HOŞ GELDİN GÖNÜLLER SULTANI

271

Çocukluğumuzun Ramazanları daha bir sıcak.. Daha bir heyecanlı.. Ve bir başka coşkuluydu sanki.

Daha Ramazan başlamadan tatlı bir telaş ve heyecan sarardı bütün mahalleyi..  Her haneyi ..

İlk teravih.. İlk Sahur.. İlk niyet.. İlk iftar için fırınlarda ikindi sonrası pide kuyruklarına girilir..

Özellikle çocukların dört gözle beklediği.. Önce dumanının görüldüğü sonra sesinin duyulduğu iftar topu ve Akşam Ezanıyla yapılan iftarın hemen ardından sokağa fırlar.. Bütün evlerin kapıları tek tek çalınır..

Küpecik küpecik,                     

 Yağdan baldan küpecik,             

Yağ olmazsa bal olsun,               

 Ev sahibi sağ olsun,                     

 Ev sahibi evde misin ?               

 Evde değil dağda mısın ? ….                                                    

 Kapı altında tırtıl,                      

Yirmi beşi ver de kurtul !               
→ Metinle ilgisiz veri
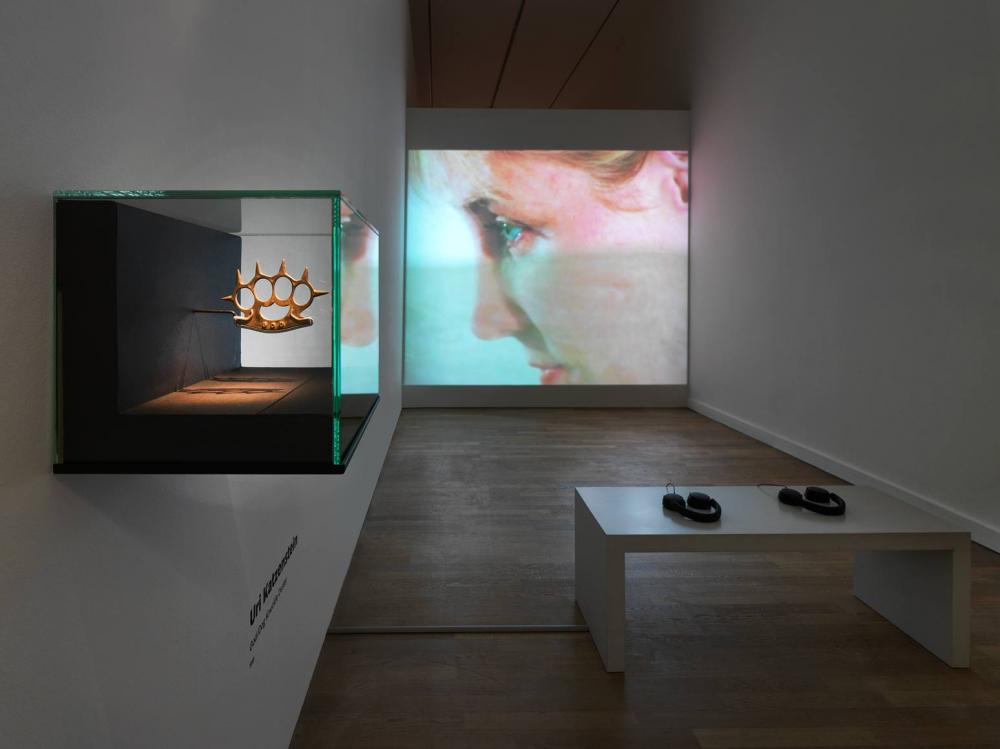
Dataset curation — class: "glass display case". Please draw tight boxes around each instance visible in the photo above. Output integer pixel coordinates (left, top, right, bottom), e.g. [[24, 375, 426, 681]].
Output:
[[53, 190, 379, 473]]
Bize has Ramazan manisi ‘Küpecik’ söylenir, toplanan harçlıklar, çeşit çeşit şekerler eşit olarak bölüşülürdü.

***

İlk teravih illâki Ulu Cami’de.. Sonraki günlerde sırasıyla diğer camilerde kılınırdı ..  

Sesi en güzel müezzinler.. Kıraati en düzgün hocalar.. Ve,Teravih en çabuk hangi camide kılınıyorsa oraya gidilirdi. Çocukluk işte.

Sahura, davulun sesi eşliğinde,  davulcumuzun söylediği..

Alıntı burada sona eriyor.